These are the key concepts you need to understand to accurately answer the question.

Enthalpy Difference Calculation
Understanding the concept of enthalpy difference is crucial when studying heat exchangers and other thermodynamic systems. Enthalpy, often denoted as 'H', is a measure of total energy in a thermodynamic system. It includes both internal energy and the energy required to make space for it in the environment (pressure-volume work).

When cold water flows through a heat exchanger to absorb heat from steam, its temperature increases. This process changes the water's enthalpy. The enthalpy difference calculation is a way to quantify the energy exchanged via heat between two substances at different temperatures.

In the given exercise, we established the enthalpy difference by multiplying the mass flow rate of water (\(m_w\text{ in kg/s}\)), the specific heat capacity of water (\(c_p\text{ in kJ/kg·K}\)), and the temperature change of water (\(T_{out} - T_{in}\text{ in K}\)). Specific heat capacity is an intensive property that represents the amount of heat required to raise the temperature of a unit mass of a substance by one degree.
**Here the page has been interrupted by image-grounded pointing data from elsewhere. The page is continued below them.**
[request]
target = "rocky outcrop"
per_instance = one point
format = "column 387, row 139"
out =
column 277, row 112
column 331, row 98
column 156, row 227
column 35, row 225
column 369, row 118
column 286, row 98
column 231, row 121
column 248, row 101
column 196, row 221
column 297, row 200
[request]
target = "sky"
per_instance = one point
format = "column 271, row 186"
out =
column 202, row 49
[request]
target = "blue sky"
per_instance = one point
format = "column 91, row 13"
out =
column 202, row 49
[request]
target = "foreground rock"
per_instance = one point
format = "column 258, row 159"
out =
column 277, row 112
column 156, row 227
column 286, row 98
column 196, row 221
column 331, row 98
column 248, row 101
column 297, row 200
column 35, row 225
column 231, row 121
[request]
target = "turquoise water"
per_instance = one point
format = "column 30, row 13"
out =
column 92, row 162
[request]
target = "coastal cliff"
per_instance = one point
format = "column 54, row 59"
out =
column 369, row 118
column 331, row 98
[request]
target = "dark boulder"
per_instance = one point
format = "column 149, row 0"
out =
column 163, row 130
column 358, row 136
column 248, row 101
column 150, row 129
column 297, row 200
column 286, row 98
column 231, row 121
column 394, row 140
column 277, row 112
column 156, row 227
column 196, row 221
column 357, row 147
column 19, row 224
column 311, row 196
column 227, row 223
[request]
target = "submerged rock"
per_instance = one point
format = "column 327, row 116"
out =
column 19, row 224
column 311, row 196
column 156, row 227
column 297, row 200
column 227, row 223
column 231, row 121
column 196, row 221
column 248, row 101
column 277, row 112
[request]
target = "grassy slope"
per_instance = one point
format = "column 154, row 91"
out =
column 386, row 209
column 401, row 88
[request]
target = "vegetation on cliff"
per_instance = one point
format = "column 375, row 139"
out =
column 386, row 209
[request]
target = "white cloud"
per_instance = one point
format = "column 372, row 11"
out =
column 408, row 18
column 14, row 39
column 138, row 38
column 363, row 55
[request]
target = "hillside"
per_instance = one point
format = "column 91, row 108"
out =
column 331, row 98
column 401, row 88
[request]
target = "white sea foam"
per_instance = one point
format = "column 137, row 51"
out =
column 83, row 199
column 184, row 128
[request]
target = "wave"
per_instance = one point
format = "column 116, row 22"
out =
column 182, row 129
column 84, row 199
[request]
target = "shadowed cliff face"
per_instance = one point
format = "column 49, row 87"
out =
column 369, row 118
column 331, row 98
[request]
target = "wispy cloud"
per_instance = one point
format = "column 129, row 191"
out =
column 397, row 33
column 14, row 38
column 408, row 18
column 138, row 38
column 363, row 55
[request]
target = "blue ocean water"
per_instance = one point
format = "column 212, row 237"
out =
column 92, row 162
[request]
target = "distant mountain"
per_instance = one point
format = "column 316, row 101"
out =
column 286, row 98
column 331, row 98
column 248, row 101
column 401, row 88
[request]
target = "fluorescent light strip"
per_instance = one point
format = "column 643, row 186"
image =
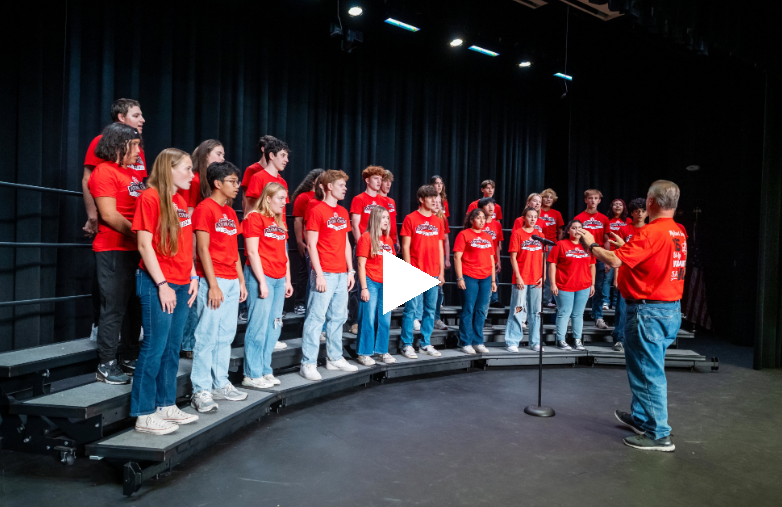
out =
column 405, row 26
column 483, row 51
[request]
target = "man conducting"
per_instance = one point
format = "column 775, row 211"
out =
column 651, row 279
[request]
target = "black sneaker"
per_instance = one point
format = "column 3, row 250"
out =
column 110, row 373
column 128, row 366
column 627, row 420
column 646, row 443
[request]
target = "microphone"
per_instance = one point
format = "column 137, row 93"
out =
column 544, row 241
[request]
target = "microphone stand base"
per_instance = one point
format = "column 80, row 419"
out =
column 537, row 411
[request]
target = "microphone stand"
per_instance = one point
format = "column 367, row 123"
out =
column 539, row 410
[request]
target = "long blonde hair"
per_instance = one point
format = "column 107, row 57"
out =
column 162, row 180
column 374, row 230
column 262, row 206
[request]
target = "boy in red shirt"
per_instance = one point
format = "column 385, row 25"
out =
column 221, row 289
column 487, row 188
column 422, row 246
column 254, row 168
column 276, row 153
column 597, row 225
column 332, row 261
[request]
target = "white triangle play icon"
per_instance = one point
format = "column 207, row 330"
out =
column 402, row 282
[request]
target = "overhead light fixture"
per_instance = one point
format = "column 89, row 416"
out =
column 404, row 26
column 483, row 51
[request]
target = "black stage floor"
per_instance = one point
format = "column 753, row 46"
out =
column 463, row 439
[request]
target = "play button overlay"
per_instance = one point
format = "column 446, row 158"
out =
column 402, row 282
Conservation of Energy Equation
The conservation of energy principle, also known as the first law of thermodynamics, asserts that energy cannot be created or destroyed in an isolated system. In the context of the exercise, we're dealing with a heat exchanger where energy is transferred, not created or lost. The energy that goes into the system has to equal the energy that leaves it. This is crucial for calculating the efficiency of the heat exchanger.

The equation applied in the exercise puts this principle into practice. It sets the heat absorbed by the cold water (\(ΔH\text{ in kJ/s}\)) plus the heat loss to the surroundings (\(q_{loss}\text{ in kW}\)) equal to the heat released by the steam (\(q_{steam}\text{ in kJ/s}\)). Heat loss can occur due to lack of insulation or other inefficiencies.

An important takeaway is that in real-world scenarios, not all the heat from the steam is transferred to the cold water. Some energy is always lost to the surroundings, and an effective heat exchanger design aims to minimize such losses to increase efficiency.

Condensation Rate of Steam
The condensation rate of steam is a term that describes how quickly steam turns into liquid water when it loses energy. This is an essential variable in many industrial applications, including power plants and HVAC systems.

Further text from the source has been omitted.